アイツの一日

 セットした目覚まし時計を無視して、カーテンも閉めたまま、寝続ける。これじゃあ昨日と同じ、無為な一日になっちゃう、起きろ、カーテンを開けて、朝飯を食べて、外に出ろと、叱咤激励するのですが、何の反応もありません。

 昼になってようやくアイツが起き出します。でもまだやり直せる。今すぐ外に出て、図書館にいけば、充実した一日になるはず。けれどもアイツは、朝飯を食べたあと、ひきこもり部屋の小さなストーブの前にじっと座って動きません。どうなっているんだ、アイツは。

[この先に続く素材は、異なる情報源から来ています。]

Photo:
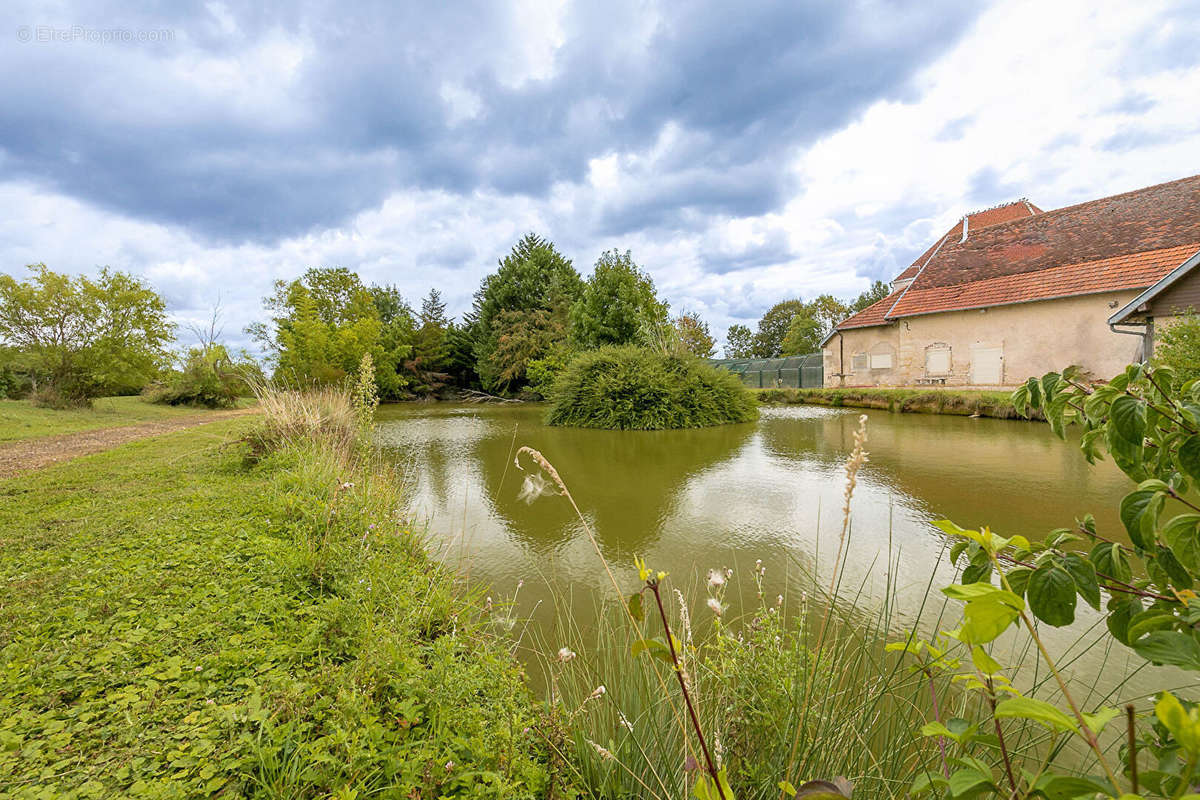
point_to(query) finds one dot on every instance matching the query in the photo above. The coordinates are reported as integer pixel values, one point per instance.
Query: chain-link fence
(793, 371)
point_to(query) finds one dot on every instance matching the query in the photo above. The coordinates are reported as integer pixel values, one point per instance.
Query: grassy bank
(174, 623)
(22, 420)
(909, 401)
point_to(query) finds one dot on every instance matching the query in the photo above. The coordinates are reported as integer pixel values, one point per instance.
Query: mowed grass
(22, 420)
(174, 623)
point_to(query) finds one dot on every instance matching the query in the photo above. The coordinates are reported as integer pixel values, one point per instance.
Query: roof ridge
(1109, 197)
(999, 205)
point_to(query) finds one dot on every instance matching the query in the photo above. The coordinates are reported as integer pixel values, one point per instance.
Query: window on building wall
(937, 360)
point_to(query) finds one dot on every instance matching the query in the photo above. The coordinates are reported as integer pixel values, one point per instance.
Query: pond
(725, 497)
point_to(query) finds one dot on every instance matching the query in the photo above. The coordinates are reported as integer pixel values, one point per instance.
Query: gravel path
(27, 455)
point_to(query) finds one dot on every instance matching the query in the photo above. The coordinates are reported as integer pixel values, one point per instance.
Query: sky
(745, 152)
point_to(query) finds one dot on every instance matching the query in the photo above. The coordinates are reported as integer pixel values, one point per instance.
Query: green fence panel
(792, 372)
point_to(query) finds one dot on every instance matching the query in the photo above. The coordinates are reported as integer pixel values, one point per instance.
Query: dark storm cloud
(208, 131)
(987, 188)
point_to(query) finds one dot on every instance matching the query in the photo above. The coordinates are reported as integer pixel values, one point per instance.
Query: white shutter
(987, 366)
(937, 361)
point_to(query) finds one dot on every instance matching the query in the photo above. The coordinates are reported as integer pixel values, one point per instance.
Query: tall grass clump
(417, 696)
(643, 389)
(323, 415)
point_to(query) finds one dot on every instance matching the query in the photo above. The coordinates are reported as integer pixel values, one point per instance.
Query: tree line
(66, 340)
(795, 328)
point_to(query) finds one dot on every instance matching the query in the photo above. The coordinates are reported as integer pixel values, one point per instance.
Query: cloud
(255, 124)
(744, 152)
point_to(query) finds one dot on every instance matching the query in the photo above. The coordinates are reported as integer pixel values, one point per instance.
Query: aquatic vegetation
(774, 702)
(642, 389)
(1149, 422)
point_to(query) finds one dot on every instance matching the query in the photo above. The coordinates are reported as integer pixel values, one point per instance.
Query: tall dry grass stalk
(323, 415)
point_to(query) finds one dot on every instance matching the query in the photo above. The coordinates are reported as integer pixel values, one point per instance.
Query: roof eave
(1131, 307)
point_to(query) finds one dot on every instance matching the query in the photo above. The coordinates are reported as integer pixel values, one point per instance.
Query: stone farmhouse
(1014, 292)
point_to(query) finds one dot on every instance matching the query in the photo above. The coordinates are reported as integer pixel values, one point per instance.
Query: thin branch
(687, 695)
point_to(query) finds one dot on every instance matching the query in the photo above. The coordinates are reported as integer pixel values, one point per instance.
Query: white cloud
(1044, 100)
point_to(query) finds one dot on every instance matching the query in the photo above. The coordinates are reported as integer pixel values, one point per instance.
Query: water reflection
(690, 500)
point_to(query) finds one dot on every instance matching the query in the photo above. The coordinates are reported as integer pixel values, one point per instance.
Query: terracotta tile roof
(873, 314)
(1126, 241)
(1134, 271)
(977, 220)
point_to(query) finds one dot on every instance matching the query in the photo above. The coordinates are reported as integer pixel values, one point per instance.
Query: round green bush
(633, 388)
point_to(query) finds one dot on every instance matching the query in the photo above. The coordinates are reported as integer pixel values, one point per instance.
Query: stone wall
(973, 348)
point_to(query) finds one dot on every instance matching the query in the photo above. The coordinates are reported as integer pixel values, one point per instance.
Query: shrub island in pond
(640, 389)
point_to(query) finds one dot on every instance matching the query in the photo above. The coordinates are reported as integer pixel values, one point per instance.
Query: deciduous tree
(81, 337)
(324, 322)
(803, 336)
(694, 336)
(738, 342)
(877, 292)
(768, 341)
(618, 304)
(532, 278)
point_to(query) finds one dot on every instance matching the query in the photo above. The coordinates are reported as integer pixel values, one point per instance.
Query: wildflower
(605, 753)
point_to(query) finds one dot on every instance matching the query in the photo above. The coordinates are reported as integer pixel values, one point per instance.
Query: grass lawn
(21, 420)
(174, 623)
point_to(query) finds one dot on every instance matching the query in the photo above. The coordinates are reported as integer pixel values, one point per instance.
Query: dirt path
(27, 455)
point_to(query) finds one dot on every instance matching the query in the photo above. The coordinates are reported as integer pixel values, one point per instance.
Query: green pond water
(693, 500)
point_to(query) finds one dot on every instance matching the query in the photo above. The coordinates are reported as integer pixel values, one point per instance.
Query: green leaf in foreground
(1027, 708)
(1129, 417)
(1169, 648)
(1189, 456)
(1051, 593)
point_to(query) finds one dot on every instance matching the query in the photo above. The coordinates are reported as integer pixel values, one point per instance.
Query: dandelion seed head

 歯も磨かず、ひげも剃らず、アイツは動かない。動け、なんかやれ。昨日と同じ、何もしないパターンだと諦めかけた時、ふいにアイツが動きだす、パソコンのメールチェックです。ようやく動いたと喜ぶのも束の間、アイツはツイッターを見始め、さらには動画を見始めます。ついにはコンピューター相手に将棋を始めました。

 夕方になってしまいました。アイツは、何もしないまま、今日が終わろうとしています。冬の一日は短い。時間切れです。するとどうでしょう、アイツがひょこひょこ動き出すのです。にわかに着替えて、荷物をまとめ外出の準備を始めます。おいおい遅いだろう。

 部屋の窓から外を見る。外はもう真っ暗。時計を眺める、今から図書館に行ったとしても、着く頃には閉館時間の直前です。どうしようかとアイツが思案しているうちに夕飯の時間です。気持ちを切り替えたのか、風呂に入る。よしやるぞう、と意気込みはあるようなのだが何もしない。

 ブログを書こうとパソコンに向かうが、一日の大半は寝てたし、起きてもストーブの前でぼうっとしていただけだから、書くことがない。何かを吸収しようと本を読み始める。読んだ文庫本を片付けるついでに、五十音順に並べ始める。明日のToDpリストを作る。充実した下ごしらえを完成させ、布団を敷き始める。

 今日を捨てて、明日という果実を収穫しようという、いつものパターン。でも昼まで寝ていたので眠れない。結局、それなりに夜更かしをしてから、眠りにつく。そして翌朝、目覚まし時計が、ピピピとなる。ばん、と目覚まし時計をとめて、寝る。というのを、ずっと繰り返している。

コメント

  1. もんもんと一日過ごしていますのう。
    正しい冬のひきこもりですな。

  2. 模範的なひきこもり生活だと思います。